Why would you jump into those functions and back?



Because I need to know what they actually do? The most interesting details are almost always absent from the function name.

EDIT:

For even a simplest helper, there's many ways to implement it. Half of them stupid, some only incorrect, some handling errors the wrong way or just the wrong way for the needs of that specific callee I'm working on. Stupidity often manifests in unnecessary copying and/or looping over copy and/or copying every step of the loop - all of which gets trivially hidden by extra indirection of a small function calling another small function. That's how you often get accidental O(n^2) in random places.

Many such things are OK or not in context of caller, none of this is readily apparent in function signatures or type system. If the helper fn is otherwise abstracting a small idiom, I'd argue it's only obscuring it and providing ample opportunities to screw up.

I know many devs don't care, they prefer to instead submit slow and buggy code and fix it later when it breaks. I'm more of a "don't do stupid shit, you'll have less bugs to fix and less performance issues for customers to curse you for" kind of person, so cognitive load actually matters for me, and wishing it away isn't an acceptable solution.


>Because I need to know what they actually do?

Strange. The longer I've been programming, the less I agree with this.

>For even a simplest helper, there's many ways to implement it.

Sure. But by definition, the interface is what matters at the call site.

> That's how you often get accidental O(n^2) in random places.

Both loops still have to be written. If they're in separate places, then instead of a combined function which is needlessly O(n^2) where it should be O(n), you have two functions, one of which is needlessly O(n) where it should be O(1).

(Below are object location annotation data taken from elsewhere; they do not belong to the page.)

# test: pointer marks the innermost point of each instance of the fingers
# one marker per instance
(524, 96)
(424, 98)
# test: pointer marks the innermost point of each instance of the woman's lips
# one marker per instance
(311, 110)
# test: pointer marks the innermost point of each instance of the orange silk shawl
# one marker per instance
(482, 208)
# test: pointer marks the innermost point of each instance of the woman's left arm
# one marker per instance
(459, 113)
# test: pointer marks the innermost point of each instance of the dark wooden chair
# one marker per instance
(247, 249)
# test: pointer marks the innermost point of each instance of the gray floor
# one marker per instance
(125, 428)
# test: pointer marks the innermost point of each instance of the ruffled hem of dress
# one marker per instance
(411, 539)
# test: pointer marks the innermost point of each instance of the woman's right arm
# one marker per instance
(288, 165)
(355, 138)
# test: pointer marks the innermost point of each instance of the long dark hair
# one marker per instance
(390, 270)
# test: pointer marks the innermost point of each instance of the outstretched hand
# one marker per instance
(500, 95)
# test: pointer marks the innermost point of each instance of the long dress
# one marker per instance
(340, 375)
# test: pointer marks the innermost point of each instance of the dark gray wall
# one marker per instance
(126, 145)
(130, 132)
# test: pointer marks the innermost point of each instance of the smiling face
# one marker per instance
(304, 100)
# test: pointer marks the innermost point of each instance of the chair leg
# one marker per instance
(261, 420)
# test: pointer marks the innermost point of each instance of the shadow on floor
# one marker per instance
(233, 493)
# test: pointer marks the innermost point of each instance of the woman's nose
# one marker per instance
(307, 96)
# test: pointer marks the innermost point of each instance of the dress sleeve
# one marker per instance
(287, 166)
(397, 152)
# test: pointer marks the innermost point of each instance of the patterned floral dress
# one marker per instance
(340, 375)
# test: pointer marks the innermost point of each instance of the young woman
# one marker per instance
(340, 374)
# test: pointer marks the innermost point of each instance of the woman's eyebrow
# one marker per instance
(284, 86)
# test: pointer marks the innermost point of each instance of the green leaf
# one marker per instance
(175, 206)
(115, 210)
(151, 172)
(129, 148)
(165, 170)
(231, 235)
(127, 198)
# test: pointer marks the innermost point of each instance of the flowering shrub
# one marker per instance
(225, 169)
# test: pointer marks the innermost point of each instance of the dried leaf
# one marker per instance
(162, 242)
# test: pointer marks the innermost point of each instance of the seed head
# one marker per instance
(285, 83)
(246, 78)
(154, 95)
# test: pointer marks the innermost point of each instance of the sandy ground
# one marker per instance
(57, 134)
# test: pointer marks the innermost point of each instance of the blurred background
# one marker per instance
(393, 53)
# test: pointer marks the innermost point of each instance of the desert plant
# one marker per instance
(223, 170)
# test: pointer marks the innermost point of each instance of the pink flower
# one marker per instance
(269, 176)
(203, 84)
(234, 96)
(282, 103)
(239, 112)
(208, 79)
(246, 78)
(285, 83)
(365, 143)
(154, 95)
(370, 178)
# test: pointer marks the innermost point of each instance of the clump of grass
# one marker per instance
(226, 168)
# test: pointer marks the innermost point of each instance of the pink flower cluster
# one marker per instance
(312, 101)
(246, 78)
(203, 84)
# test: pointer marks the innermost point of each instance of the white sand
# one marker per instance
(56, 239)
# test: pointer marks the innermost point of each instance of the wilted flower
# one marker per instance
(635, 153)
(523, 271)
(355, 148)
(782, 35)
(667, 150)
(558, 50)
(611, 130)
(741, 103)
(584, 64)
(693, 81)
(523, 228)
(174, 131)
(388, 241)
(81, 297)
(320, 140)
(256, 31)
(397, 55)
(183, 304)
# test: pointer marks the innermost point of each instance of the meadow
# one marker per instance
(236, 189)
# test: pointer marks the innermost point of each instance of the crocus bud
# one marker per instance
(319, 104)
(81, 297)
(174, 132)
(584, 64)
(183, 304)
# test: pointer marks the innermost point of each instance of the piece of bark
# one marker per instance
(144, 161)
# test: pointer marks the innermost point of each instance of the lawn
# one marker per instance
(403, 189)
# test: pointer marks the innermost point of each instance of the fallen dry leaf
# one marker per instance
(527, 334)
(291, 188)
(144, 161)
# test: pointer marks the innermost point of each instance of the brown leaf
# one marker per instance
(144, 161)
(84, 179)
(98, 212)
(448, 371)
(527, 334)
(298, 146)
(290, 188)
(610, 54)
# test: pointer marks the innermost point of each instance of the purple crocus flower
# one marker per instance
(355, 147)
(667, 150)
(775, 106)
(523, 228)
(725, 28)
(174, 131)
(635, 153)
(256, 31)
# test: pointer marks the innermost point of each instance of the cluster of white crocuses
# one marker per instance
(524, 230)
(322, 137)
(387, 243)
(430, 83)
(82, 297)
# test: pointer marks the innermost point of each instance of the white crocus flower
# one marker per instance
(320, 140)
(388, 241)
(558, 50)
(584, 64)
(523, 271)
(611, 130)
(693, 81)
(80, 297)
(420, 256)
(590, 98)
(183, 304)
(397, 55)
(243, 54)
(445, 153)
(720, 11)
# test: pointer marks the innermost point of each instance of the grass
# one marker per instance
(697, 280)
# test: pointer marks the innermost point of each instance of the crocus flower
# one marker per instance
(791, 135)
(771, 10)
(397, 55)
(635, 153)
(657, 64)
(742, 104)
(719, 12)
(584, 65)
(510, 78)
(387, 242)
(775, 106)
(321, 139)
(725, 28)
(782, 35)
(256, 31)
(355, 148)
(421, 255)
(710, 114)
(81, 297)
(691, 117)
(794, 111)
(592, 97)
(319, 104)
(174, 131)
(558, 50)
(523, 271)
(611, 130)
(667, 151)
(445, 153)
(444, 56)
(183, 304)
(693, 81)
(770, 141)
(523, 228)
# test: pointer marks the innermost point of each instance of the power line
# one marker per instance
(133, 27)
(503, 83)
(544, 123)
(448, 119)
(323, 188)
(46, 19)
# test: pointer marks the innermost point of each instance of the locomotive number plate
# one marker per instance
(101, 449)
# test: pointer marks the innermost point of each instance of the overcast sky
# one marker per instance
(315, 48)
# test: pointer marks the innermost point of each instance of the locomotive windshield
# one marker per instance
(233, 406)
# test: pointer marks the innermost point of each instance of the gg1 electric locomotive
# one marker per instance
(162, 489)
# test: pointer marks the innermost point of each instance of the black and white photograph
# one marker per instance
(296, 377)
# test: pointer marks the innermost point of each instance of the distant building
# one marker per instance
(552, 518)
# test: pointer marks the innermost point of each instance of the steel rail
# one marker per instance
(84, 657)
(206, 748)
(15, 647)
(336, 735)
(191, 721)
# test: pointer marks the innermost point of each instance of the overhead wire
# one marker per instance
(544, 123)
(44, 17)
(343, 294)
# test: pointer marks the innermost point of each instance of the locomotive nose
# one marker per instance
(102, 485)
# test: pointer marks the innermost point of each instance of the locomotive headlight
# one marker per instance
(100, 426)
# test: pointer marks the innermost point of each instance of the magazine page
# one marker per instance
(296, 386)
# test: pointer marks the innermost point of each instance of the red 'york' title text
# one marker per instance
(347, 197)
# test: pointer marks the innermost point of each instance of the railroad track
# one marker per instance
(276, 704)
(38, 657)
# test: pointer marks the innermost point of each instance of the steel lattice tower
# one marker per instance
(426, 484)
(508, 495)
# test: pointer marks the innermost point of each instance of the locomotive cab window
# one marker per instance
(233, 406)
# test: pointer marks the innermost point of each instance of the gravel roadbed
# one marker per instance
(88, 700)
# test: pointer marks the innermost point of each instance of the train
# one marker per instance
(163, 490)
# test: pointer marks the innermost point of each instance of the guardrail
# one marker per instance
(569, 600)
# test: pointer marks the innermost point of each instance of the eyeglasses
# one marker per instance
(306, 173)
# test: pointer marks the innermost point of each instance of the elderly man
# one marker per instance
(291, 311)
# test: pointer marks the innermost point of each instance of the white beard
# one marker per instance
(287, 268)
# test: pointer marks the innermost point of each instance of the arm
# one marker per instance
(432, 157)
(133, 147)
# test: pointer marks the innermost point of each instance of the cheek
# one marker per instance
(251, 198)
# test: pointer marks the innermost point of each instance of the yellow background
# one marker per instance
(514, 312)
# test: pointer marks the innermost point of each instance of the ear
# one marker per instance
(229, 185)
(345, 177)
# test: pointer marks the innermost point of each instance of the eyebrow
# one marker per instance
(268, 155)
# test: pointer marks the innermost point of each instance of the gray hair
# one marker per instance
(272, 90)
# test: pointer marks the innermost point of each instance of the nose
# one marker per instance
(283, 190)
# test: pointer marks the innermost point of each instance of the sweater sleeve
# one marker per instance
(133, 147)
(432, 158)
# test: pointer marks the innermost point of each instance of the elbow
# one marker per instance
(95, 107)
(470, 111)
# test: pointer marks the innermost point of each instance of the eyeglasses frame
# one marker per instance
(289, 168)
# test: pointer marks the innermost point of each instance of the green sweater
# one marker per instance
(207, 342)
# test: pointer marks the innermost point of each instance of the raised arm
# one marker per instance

When you pinpoint a bottleneck function with a profiler, you want it to be obvious as possible what's wrong: is it called too often, or does it take too long each time?

> If the helper fn is otherwise abstracting a small idiom, I'd argue it's only obscuring it and providing ample opportunities to screw up.

Abstractions explain the purpose in context.

> I'm more of a "don't do stupid shit, you'll have less bugs to fix and less performance issues for customers to curse you for" kind of person

The shorter the function is, the less opportunity I have to introduce a stupidity.